Jamey Mosley

Stanford Cardinal
- Title: Defensive line coach

Personal information
- Born: March 28, 1996 (age 30) Mobile, Alabama
- Listed height: 6 ft 5 in (1.96 m)
- Listed weight: 238 lb (108 kg)

Career information
- High school: Theodore (Mobile, Alabama)
- College: Alabama
- NFL draft: 2019: undrafted

Career history

Playing
- New York Jets (2019)*; Arizona Cardinals (2019)*;
- * Offseason or practice squad member only

Coaching
- Alabama (2021) Graduate assistant; Alabama (2022–2025) Defensive analyst; Stanford (2026–present) Defensive line coach;

Awards and highlights
- 2× CFP national champion (2015, 2017);
- Stats at Pro Football Reference

= Jamey Mosley =

American football player (born 1996)

Jamey Mosley (born March 28, 1996) is an American former football linebacker.

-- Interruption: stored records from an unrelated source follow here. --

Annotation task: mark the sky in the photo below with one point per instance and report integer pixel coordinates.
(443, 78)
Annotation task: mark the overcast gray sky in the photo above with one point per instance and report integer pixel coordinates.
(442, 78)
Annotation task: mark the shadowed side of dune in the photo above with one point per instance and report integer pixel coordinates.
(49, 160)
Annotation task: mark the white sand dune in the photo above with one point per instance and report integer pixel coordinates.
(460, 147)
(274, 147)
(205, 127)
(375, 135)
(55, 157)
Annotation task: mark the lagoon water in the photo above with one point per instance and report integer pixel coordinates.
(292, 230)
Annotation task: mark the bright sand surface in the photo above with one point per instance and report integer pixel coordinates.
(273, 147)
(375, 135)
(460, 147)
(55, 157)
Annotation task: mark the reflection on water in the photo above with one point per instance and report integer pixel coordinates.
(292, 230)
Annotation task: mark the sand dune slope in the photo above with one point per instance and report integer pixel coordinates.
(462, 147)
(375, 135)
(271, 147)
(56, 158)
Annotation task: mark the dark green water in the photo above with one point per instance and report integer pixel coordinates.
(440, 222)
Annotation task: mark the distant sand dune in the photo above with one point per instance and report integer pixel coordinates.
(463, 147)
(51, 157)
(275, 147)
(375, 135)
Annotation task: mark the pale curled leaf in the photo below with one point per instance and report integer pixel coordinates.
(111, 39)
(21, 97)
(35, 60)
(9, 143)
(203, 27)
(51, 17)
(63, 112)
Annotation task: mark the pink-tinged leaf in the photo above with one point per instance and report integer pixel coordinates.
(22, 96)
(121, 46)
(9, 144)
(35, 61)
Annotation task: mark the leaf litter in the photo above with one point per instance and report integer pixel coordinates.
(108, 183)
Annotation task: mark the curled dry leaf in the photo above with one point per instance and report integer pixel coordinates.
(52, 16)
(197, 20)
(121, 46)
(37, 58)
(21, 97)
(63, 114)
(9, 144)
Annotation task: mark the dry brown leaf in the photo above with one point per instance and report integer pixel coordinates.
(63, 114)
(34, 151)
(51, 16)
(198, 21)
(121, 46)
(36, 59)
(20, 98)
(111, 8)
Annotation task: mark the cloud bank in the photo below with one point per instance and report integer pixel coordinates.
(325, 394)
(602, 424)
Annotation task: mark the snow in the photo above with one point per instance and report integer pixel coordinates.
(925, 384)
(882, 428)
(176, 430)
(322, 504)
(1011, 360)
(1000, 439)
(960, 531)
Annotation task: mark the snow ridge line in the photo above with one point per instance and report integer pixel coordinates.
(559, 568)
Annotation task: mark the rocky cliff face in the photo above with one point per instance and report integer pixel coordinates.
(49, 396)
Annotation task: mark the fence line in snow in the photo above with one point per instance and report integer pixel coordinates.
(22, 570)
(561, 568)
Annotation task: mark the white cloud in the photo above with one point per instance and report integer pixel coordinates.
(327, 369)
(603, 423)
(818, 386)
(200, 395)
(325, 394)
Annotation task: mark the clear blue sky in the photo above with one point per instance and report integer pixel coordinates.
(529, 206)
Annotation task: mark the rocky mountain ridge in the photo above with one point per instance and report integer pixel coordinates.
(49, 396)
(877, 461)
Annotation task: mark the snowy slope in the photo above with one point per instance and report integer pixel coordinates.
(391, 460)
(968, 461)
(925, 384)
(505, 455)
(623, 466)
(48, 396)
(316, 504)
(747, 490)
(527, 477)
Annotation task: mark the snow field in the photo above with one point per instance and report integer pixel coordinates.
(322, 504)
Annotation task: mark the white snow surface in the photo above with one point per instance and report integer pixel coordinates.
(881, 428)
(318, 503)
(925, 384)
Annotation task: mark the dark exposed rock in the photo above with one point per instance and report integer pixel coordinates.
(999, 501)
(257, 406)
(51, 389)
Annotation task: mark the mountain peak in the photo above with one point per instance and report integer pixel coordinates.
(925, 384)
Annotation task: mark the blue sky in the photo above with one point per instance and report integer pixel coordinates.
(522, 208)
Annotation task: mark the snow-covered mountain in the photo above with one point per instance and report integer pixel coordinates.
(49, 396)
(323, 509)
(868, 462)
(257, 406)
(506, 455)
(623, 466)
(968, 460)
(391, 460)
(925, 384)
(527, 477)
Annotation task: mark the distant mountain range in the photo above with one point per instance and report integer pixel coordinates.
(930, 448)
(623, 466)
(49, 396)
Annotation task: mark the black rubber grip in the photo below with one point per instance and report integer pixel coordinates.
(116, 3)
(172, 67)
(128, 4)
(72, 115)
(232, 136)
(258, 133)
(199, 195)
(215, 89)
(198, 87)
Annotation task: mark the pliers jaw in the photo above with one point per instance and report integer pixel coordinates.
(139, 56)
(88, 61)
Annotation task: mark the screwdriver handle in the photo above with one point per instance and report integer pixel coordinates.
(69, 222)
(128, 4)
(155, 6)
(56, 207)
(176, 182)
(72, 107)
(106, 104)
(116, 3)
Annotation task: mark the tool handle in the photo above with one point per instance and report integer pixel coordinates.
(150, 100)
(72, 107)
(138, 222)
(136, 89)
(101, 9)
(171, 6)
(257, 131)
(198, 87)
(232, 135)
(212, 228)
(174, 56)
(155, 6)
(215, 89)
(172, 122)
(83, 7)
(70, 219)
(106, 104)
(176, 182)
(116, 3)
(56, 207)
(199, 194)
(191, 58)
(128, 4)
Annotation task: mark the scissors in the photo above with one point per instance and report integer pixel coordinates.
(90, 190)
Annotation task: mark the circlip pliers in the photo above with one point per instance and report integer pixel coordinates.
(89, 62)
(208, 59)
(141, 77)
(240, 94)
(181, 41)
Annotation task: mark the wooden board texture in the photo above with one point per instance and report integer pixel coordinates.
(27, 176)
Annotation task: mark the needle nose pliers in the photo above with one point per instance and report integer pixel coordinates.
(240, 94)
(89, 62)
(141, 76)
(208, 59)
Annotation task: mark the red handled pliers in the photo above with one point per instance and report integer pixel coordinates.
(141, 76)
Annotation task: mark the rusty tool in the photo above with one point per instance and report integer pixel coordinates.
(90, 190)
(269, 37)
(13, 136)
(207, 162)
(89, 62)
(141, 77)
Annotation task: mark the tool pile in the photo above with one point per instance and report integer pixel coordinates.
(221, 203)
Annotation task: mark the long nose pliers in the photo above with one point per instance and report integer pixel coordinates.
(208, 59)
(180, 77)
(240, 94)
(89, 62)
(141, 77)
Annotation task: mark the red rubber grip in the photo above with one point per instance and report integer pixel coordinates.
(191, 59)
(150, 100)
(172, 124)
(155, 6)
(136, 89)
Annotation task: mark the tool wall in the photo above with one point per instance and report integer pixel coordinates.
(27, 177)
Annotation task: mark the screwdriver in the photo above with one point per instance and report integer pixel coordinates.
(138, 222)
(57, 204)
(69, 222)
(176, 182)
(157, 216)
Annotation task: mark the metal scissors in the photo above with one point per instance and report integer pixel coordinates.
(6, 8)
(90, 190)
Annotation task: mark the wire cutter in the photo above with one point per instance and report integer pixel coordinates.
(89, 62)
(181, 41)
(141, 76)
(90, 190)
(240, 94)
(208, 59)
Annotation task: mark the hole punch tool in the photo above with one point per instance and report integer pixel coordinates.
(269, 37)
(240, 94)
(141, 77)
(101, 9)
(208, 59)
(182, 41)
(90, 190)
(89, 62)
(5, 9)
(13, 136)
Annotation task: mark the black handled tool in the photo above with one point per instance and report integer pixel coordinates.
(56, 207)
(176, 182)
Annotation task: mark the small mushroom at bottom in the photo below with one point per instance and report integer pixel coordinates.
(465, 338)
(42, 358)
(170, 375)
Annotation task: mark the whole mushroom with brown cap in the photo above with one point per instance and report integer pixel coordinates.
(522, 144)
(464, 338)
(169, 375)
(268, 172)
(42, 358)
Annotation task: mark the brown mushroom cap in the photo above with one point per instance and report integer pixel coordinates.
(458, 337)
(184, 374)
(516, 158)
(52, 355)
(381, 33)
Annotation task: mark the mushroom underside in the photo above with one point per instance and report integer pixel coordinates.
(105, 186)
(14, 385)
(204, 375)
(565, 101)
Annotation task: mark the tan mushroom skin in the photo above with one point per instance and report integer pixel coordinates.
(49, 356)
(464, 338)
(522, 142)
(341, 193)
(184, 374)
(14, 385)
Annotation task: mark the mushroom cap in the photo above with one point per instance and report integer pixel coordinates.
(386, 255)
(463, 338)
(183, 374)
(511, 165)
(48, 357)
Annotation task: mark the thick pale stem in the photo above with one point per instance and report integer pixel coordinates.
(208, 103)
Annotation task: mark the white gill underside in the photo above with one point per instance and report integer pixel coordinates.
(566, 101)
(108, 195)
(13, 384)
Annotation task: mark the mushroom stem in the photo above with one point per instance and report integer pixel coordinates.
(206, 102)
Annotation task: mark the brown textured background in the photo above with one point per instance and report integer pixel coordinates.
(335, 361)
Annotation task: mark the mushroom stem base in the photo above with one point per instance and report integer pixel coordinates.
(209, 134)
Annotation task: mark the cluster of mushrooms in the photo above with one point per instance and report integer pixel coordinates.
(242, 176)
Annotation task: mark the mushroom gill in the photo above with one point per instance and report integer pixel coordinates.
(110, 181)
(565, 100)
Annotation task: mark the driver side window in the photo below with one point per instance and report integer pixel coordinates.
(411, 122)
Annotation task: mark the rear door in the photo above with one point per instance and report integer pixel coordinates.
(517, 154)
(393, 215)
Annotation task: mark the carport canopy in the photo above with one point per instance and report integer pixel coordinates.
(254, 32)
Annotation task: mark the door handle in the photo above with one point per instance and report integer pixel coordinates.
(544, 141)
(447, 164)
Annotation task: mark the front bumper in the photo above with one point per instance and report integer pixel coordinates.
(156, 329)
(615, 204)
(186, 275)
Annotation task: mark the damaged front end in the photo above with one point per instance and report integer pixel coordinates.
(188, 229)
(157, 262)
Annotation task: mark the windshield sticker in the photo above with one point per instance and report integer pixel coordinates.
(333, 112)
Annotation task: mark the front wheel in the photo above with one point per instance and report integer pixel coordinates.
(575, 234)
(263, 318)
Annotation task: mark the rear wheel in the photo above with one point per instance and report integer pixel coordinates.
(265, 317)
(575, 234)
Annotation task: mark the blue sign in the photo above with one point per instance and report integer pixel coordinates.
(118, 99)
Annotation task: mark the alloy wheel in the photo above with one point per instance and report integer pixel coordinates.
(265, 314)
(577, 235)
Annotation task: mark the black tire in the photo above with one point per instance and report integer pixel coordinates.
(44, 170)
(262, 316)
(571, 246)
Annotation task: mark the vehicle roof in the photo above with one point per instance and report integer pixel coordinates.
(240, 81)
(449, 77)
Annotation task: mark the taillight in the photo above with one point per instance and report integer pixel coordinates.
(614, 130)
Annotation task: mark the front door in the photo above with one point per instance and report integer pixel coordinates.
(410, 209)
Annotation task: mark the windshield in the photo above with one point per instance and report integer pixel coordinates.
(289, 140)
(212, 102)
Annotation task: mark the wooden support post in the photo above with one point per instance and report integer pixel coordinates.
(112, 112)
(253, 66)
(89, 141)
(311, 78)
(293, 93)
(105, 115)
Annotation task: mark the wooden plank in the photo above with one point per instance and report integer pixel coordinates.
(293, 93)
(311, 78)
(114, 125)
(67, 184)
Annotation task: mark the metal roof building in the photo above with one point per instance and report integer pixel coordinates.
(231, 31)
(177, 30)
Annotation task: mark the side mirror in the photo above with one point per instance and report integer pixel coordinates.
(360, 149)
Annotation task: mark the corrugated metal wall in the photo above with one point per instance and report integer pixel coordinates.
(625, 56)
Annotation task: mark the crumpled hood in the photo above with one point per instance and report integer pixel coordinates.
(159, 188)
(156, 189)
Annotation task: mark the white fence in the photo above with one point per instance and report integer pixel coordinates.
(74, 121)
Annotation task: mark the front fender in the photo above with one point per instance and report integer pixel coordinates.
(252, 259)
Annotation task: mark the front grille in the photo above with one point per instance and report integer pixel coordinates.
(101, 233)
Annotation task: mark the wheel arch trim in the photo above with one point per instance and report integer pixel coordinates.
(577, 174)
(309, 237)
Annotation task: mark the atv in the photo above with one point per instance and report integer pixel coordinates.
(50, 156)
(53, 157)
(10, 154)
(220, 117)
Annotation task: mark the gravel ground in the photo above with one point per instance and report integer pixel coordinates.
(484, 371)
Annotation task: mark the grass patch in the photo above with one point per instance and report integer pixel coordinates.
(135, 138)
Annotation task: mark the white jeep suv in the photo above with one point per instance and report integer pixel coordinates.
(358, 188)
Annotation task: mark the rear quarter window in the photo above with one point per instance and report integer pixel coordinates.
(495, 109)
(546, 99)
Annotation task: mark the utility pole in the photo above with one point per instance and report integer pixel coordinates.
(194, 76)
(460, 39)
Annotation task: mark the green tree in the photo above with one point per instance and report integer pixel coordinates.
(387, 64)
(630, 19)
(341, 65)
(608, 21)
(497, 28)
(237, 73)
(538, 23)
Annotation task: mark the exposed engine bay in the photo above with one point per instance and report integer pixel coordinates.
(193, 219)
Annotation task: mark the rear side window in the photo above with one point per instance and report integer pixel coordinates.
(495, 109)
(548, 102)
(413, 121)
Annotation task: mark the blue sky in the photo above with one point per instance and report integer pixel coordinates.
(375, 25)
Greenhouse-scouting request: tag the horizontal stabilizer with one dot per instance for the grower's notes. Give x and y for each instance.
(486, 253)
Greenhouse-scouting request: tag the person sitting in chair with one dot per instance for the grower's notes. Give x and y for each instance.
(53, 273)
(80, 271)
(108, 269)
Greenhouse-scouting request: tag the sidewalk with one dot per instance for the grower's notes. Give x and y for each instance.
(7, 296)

He played college football at Alabama. Mosley was signed by the New York Jets as an undrafted free agent in 2019.

==Professional career==
===New York Jets===
Mosley was signed by the New York Jets as an undrafted free agent on May 10, 2019. He was waived during final roster cuts on August 31, but was re-signed to the team's practice squad the next day. He was released on October 7. On November 1, Mosley was re-signed to the practice squad. He was released on November 25.

===Arizona Cardinals===
On December 18, 2019, Mosley was signed to the Arizona Cardinals practice squad. His practice squad contract with the team expired on January 6, 2020.

==Coaching career==
===Alabama===
Mosley joined the Alabama coaching staff as a graduate assistant. At the beginning of the 2022 season, Mosley moved to defensive analyst working primarily with the defensive line.

===Stanford===
Mosley was named defensive line coach for Stanford.

==Personal life==
His brother is former New York Jets inside linebacker C.J. Mosley, who was briefly his teammate on the Jets in 2019.